Michelotti was commissioned in 1970 to redesign the Spitfire. The result was a design similar to the Triumph 2000 and Triumph Stag. The doors were given recessed handles, the front end was changed now featuring a plastic grille and plastic bumper underrider covers. The wheel arches were flared which gave it a more aggressive stance. Pop-up headlights were proposed but never made it into production due to the expense of producing them. The rear end was redesigned resulting in improved cargo space. The two small bumpers found on the previous Spitfires were replaced with a single piece unit. The windshield height was increased by two inches. The hardtop was redesigned and improved. The interior dashboard was updated; the instruments were now in front of the driver rather than in the center console. The overdrive sliding switch which had been located on the steering column could now be found on the gear-knob. A heater and seat belts were now standard equipment.

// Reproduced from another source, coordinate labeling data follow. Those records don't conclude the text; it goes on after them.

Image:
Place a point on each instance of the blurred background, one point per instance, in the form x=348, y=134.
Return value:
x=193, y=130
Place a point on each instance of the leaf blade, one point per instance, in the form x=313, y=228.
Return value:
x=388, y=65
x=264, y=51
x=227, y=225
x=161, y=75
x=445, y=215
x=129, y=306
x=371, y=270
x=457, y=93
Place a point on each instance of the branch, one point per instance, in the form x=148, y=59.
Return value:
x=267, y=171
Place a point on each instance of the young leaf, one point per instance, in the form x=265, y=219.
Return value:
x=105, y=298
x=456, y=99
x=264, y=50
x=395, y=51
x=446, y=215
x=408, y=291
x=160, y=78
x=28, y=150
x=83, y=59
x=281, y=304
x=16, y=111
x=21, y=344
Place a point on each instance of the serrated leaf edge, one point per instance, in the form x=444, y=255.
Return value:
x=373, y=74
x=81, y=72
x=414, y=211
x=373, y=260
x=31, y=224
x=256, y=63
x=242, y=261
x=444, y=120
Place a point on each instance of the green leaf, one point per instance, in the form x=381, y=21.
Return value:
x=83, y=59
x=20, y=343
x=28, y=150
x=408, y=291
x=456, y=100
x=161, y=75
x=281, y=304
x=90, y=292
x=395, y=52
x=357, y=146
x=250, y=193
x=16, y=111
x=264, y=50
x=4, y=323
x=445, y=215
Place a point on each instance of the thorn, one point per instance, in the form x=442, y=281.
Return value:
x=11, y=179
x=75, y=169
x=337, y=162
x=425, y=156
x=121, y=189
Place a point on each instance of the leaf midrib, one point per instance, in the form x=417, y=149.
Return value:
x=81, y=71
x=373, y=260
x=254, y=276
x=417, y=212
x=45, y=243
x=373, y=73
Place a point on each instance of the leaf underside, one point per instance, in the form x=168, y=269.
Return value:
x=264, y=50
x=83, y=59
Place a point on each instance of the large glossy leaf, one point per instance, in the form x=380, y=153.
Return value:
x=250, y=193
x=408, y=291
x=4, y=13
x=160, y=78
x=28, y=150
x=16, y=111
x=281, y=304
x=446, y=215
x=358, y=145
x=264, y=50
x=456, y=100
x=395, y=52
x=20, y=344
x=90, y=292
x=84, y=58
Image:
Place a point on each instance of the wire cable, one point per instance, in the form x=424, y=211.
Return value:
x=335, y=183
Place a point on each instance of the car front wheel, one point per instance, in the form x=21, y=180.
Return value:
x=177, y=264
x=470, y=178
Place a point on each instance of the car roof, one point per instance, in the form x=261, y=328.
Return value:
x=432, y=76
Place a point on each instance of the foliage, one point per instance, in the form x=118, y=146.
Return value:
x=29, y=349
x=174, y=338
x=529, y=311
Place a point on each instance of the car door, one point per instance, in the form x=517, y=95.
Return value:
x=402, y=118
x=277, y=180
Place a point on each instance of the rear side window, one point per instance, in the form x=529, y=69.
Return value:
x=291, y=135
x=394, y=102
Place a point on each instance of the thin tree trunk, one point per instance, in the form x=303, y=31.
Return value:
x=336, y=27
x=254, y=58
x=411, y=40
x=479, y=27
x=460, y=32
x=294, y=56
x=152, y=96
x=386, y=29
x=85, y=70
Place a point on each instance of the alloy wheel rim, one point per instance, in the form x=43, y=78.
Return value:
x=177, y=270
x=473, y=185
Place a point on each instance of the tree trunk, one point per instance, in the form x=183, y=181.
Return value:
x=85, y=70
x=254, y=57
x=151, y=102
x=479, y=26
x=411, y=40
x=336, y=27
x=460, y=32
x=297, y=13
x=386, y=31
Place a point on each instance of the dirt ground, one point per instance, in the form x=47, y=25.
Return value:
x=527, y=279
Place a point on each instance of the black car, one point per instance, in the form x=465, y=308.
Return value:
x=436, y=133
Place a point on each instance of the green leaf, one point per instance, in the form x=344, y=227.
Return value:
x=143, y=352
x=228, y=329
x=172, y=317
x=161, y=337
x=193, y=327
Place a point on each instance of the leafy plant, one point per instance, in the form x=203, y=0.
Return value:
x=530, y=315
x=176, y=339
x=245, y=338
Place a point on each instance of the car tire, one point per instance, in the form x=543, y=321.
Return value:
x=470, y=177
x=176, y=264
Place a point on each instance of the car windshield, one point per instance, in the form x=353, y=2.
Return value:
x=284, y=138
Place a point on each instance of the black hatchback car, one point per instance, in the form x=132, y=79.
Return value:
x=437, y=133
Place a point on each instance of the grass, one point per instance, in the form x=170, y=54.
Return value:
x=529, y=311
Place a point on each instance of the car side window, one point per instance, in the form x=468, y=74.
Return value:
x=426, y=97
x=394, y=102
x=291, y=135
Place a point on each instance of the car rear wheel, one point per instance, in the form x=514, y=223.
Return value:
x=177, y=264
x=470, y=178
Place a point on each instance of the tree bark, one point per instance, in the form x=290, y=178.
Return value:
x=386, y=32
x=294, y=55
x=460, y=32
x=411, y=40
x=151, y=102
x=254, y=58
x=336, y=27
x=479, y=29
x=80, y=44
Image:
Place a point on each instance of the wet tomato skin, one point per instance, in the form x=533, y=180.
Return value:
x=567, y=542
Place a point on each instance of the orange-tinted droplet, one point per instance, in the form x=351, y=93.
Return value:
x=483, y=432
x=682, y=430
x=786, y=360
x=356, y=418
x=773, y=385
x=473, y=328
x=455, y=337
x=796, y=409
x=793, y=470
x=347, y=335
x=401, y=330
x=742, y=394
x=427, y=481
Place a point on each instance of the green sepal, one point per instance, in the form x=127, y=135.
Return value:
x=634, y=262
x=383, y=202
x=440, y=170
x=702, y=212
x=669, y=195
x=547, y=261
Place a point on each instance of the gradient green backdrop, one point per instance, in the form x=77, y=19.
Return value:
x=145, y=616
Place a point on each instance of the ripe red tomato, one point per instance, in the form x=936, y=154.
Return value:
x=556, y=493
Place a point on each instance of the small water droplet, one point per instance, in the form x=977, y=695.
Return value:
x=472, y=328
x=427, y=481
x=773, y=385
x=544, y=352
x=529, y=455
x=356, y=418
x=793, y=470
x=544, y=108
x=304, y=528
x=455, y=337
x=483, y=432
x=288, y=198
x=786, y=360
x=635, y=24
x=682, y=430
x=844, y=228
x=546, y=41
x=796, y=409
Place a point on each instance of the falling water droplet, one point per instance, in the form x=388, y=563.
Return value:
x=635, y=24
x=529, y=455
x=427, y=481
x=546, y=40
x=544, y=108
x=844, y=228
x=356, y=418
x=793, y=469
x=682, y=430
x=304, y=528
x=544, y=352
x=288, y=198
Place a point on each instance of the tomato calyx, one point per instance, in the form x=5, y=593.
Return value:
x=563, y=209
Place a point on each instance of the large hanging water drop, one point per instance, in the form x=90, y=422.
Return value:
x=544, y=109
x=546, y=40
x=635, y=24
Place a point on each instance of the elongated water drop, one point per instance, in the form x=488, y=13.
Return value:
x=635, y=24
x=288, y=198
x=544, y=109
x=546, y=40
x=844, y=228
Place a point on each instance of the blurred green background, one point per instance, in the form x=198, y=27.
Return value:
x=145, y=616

The 75 horsepower engine was now rated at 63 horsepower due to the German DIN system. There were minor improvements to the engine such as larger bearings. In comparison to the MK3, it was slower, a result of an overall increase in weight. Top speed was achieved at nearly 100 mph with zero-to-sixty taking about 12.5 seconds. The rear suspension was finally improved, correcting the over-steer problem caused by the original swing-axle design that plagued it from its inception. The car was finally able to be driven aggressively through corners without the fear of the back-end swinging out in front of the car.
In 1972 the engine was slightly detuned, mostly to comply with United States emission regulations.
At the close of 1974, a modified 1300cc engine, enlarged to 1493 cc, was introduced resulting in the Spitfire 1500. Horsepower was rated at 71 and the torque rating was improved. With the Marina gearbox the Spitfire 1500 was able to break the 100 mph barrier.
The Spitfire 1500 was produced until 1980. During that time only minor updates were made, mostly done to modernize the car. Stainless steel and chrome exterior elements such door handles and mirrors were replaced with black pieces. The all-Vinyl seats were replaced with cloth and vinyl.
The demise of the Spitfire became apparent at the close of the 1970's due to its outdated design and the difficulty in keeping the engines in compliance with US government regulations. The final Spitfire 1500 was painted in Inca Yellow and never sold. It is housed in the British Motor Heritage museum.
Through the early part of the 1970's the Triumph brand was plagued with multiple issues such as poor management and faulty products. The final vehicle to be adorned with the Triumph name was the Acclaim. BMW now owns the Triumph brand.
The Spitfire was produced for 18 years, a tribute to its stylish design and economical price tag. It was a sporty convertible car that was fuel efficient and fun to drive. Its poor suspension design greatly diminished its handling characteristics and should have been addressed earlier. This was by far the most unappealing feature of the vehicle, making it unsafe and slower on the race tracks. The improvements to its suspension, more powerful engines, effective transmissions, and updated bodies were some of the reasons why it outsold the MG Midget.